Quantitative Filters

Quantitative variables represent data expressing a certain numerical quantity, amount or range. Height and weight are good examples of quantitative variables. Applying a quantitative filter will restrict the data shown to those whose value for that variable falls within your filter.

Drag your mouse inside the variable filter chart to create a filter range. Pull the boundaries left or right to adjust them. Click on the number above and below a filter range to explicitly set the filter's upper and lower boundaries respectively.

How to Create a Quantitative Filter?

  1. Start from your project's Graph, Trends or Details panel.
  2. Locate your quantitative variable in either the left or right sidebar.
  3. Drag your mouse over the bar in the chart representing the value you want to include in your filter.
  4. Your analysis will immediately respond to the filter you just applied.
  5. Drag the upper and lower boundary lines to expand the range of your filter.
  6. Done ... The data shown now represents the points inside of your new filter.

Categorical Filters

Categorical variables represent types of data that are divided into groups. Nationality is a good example of categorical data. Filtering categorical data will select all data points belonging to a certain group. This allows for a closer examination of the data in that group.
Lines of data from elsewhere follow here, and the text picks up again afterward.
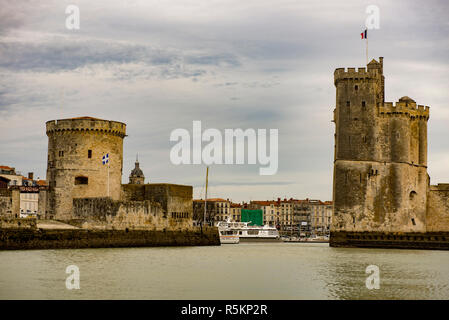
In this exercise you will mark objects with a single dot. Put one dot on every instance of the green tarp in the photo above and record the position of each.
(255, 216)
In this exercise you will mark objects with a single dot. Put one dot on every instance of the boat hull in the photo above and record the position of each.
(258, 239)
(229, 239)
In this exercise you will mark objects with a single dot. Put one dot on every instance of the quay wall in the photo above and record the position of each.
(396, 240)
(22, 238)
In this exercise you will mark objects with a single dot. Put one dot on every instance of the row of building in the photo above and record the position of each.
(19, 195)
(288, 215)
(310, 217)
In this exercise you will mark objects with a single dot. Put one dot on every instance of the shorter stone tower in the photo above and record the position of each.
(75, 167)
(136, 176)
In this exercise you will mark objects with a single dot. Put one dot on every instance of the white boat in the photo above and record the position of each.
(250, 233)
(227, 234)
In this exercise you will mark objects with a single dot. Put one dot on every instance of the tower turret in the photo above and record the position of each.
(75, 167)
(136, 176)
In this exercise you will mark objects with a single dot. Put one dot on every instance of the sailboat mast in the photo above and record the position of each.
(205, 199)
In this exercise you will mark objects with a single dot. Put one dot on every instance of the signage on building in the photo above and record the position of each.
(28, 189)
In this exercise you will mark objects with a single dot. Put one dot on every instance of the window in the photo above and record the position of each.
(81, 180)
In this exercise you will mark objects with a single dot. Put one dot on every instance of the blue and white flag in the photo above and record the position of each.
(106, 158)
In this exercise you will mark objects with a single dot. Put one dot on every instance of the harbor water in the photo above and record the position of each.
(236, 271)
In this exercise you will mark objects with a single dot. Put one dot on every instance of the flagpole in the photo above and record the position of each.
(367, 50)
(108, 176)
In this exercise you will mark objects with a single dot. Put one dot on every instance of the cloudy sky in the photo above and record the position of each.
(159, 65)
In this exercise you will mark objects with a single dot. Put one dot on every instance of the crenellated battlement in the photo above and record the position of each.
(86, 124)
(373, 70)
(405, 106)
(352, 74)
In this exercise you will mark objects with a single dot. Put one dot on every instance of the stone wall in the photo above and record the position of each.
(380, 165)
(106, 213)
(75, 169)
(5, 203)
(176, 200)
(438, 208)
(398, 240)
(18, 223)
(16, 239)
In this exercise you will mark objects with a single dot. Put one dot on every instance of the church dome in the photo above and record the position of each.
(137, 172)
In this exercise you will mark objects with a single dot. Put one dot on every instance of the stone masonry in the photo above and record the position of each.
(380, 165)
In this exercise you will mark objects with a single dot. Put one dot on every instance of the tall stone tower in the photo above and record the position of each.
(136, 176)
(75, 168)
(380, 164)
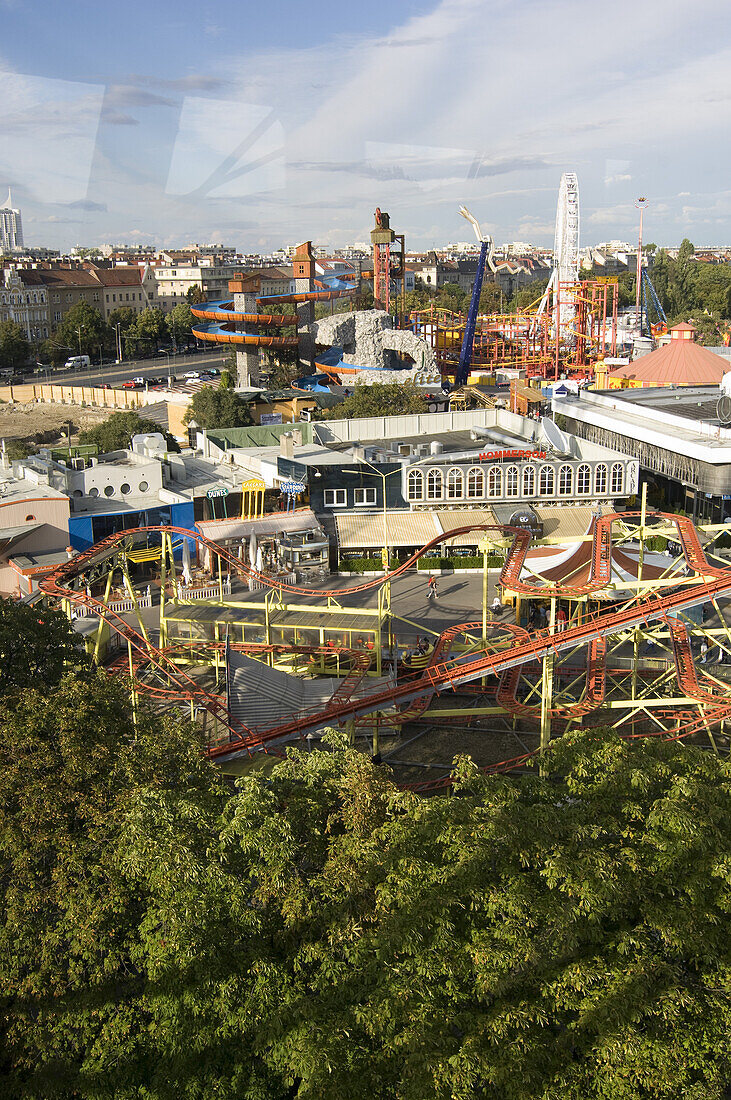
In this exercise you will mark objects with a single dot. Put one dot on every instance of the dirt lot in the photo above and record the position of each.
(33, 420)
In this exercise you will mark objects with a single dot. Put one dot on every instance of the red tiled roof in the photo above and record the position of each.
(679, 363)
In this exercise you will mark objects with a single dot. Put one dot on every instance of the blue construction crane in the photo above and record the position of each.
(649, 292)
(468, 339)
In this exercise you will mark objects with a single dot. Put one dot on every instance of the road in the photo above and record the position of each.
(113, 373)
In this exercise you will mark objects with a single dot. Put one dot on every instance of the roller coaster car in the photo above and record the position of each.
(414, 663)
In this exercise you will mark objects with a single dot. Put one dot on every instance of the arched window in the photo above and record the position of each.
(455, 485)
(416, 485)
(583, 481)
(434, 485)
(546, 481)
(475, 484)
(529, 481)
(495, 481)
(600, 479)
(565, 481)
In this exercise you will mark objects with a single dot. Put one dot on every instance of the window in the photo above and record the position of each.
(546, 481)
(455, 485)
(495, 481)
(529, 481)
(434, 485)
(583, 481)
(475, 484)
(416, 485)
(565, 481)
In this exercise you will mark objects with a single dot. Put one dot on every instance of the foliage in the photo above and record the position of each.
(147, 331)
(14, 349)
(179, 321)
(218, 408)
(36, 645)
(378, 399)
(460, 561)
(367, 564)
(322, 934)
(81, 332)
(115, 432)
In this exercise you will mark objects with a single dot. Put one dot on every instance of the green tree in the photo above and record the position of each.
(115, 432)
(218, 408)
(378, 399)
(82, 971)
(36, 645)
(81, 332)
(179, 321)
(14, 348)
(147, 331)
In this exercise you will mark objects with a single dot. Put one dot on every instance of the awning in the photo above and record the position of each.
(365, 531)
(453, 518)
(220, 530)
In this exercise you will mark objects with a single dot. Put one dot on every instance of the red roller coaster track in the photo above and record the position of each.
(443, 672)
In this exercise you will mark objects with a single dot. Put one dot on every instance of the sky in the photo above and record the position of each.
(265, 123)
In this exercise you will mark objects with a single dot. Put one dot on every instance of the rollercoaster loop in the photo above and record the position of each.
(443, 671)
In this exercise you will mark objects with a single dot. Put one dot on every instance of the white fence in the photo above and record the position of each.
(121, 606)
(210, 592)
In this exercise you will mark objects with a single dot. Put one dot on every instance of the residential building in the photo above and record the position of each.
(24, 299)
(11, 228)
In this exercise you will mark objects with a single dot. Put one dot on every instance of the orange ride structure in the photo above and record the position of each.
(246, 319)
(529, 340)
(616, 647)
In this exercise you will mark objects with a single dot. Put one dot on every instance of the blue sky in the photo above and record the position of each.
(265, 123)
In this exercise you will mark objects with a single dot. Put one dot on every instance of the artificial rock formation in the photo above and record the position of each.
(369, 340)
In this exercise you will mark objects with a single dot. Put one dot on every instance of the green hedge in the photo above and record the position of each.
(365, 564)
(461, 561)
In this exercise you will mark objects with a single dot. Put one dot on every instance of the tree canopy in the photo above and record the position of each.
(218, 407)
(115, 432)
(14, 348)
(81, 332)
(378, 399)
(321, 934)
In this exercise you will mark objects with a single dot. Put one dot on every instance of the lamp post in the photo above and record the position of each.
(641, 204)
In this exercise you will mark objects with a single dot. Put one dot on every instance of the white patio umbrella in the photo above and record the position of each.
(187, 575)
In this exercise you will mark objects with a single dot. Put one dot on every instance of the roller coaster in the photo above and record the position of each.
(521, 664)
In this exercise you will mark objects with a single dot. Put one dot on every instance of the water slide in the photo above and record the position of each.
(221, 319)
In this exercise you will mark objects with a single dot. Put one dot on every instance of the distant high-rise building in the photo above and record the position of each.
(11, 227)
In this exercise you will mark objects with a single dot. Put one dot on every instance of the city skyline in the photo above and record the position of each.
(220, 123)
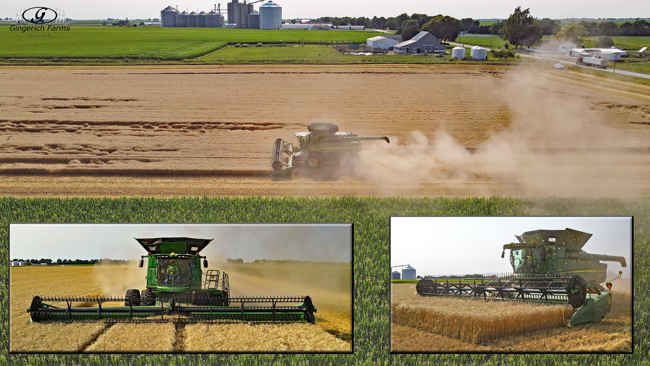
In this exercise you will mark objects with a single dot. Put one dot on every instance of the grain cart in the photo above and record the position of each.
(549, 267)
(177, 290)
(323, 146)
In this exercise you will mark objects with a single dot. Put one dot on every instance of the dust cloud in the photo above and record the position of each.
(555, 144)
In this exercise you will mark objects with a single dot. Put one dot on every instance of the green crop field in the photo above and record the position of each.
(371, 263)
(307, 54)
(151, 42)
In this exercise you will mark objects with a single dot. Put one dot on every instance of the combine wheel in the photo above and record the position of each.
(148, 298)
(132, 298)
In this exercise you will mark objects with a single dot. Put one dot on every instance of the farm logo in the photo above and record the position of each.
(39, 16)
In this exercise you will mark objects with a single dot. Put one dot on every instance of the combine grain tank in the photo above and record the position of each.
(549, 268)
(270, 16)
(323, 146)
(176, 290)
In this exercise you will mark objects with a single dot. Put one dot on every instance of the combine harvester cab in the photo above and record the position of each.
(549, 267)
(322, 147)
(176, 289)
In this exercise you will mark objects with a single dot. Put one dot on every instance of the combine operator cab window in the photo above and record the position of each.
(173, 272)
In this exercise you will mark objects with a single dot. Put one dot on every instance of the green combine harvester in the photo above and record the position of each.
(321, 148)
(549, 267)
(177, 290)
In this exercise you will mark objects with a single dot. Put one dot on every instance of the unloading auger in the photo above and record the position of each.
(323, 146)
(176, 290)
(549, 268)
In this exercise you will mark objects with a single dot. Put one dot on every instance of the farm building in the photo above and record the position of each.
(555, 46)
(381, 43)
(478, 53)
(423, 42)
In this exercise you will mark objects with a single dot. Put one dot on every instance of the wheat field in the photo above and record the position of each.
(450, 325)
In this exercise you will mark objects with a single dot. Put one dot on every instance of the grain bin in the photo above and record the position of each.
(458, 52)
(191, 19)
(478, 53)
(169, 17)
(254, 20)
(270, 16)
(408, 273)
(213, 19)
(182, 19)
(200, 19)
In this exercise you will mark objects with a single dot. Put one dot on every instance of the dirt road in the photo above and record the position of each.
(208, 130)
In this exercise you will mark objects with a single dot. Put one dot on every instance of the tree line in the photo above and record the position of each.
(38, 262)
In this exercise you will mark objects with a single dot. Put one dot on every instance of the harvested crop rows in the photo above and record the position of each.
(448, 324)
(208, 130)
(332, 331)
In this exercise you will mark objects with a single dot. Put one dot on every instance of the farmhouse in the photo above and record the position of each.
(423, 42)
(382, 43)
(556, 46)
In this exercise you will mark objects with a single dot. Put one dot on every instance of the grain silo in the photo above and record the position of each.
(254, 20)
(169, 17)
(270, 16)
(182, 19)
(191, 19)
(478, 53)
(408, 273)
(213, 19)
(200, 19)
(458, 52)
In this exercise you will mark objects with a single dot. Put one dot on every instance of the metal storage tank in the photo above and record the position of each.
(200, 19)
(182, 19)
(254, 20)
(458, 52)
(478, 53)
(408, 273)
(213, 19)
(270, 16)
(191, 19)
(169, 17)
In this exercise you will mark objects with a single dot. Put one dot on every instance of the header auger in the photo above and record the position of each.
(321, 148)
(177, 290)
(549, 268)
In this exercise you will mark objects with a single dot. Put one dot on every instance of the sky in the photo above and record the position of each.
(464, 245)
(477, 9)
(323, 242)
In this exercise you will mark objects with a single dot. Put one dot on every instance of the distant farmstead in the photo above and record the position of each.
(423, 42)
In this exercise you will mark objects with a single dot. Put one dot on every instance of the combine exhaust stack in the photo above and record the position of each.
(175, 291)
(323, 146)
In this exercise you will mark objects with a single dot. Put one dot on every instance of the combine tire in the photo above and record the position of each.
(132, 298)
(148, 298)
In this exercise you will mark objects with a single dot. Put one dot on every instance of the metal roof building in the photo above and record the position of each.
(423, 42)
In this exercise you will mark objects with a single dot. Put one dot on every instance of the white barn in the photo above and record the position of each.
(381, 43)
(423, 42)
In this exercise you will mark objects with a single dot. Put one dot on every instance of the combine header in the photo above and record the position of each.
(176, 289)
(323, 146)
(549, 268)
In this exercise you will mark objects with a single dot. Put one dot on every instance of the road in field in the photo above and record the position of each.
(208, 130)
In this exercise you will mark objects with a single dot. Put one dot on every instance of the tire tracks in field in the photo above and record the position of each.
(179, 339)
(94, 338)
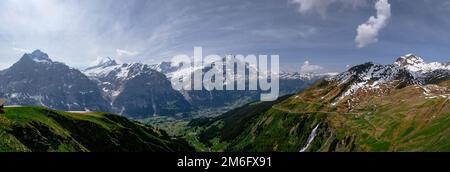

Categorical variables are represented in bar charts within your project's sidebars. You can switch this display to view them as a list. To include more than one category in your filter, hold down shift whilst selecting.

How to Create a Categorical Filter?

  1. Start from your project's Graph, Trends or Details panel.
  2. Locate your categorical variable in either the left or right sidebar.
  3. Select the bar in the variable chart representing your category - use the search tool if there are lots of categories.
  4. Your analysis will respond immediately to the filter you just applied.
  5. Hold shift and select another bar if you want to include another category in your filter.
  6. Done ... Your data now represents the points inside of your new filter.


Taking Action with A Selection

Saving Selections

So you have created a filter and now you want to save the data inside of it as a segmentation?

Saving filters creates new segmentations of your data. These groups become a new variable which you can use to recreate your filter, find trends within its groups or to create new, more detailed segmentations.

Segmentations are a useful way of organising your data into important groups.

How to Save a Selection?

  1. Start from your project's Graph, Trends or Details panel.
  2. At the top of the right sidebar click 'New Segmentation'.
  3. Select 'Manual' from the menu list.
  4. Enter a name for your segmentation and click 'OK'.
  5. Make sure you have applied a filter.
  6. Within your new segmentation card, select the icon to 'Add a segment'.
  7. Enter a name for the new segment and click 'OK'.
  8. This filter has been added as a segment to your new segmentation.
  9. To add another filter to the segmentation, create a different filter then repeat steps 6-8.
  10. To save the segmentation, select the save icon in the top right corner of your new segmentation card.
  11. Done ... These new groups are now variables that you can select again at any point.

Deleting Segmentations

You can delete segmentations that you've created using the more options dropdown menu belonging to each variable chart.

How to Delete a Segmentation?

  1. Start from your project's Graph, Trends or Details panel.
  2. Locate the segmentation you want to remove in the right or left sidebar.
  3. Click the 3 dots icon representing 'More Options'.
  4. Select 'Remove Segmentation' from the bottom of the menu list.

Deleting Selections

So you have created a filter but the data inside is useless?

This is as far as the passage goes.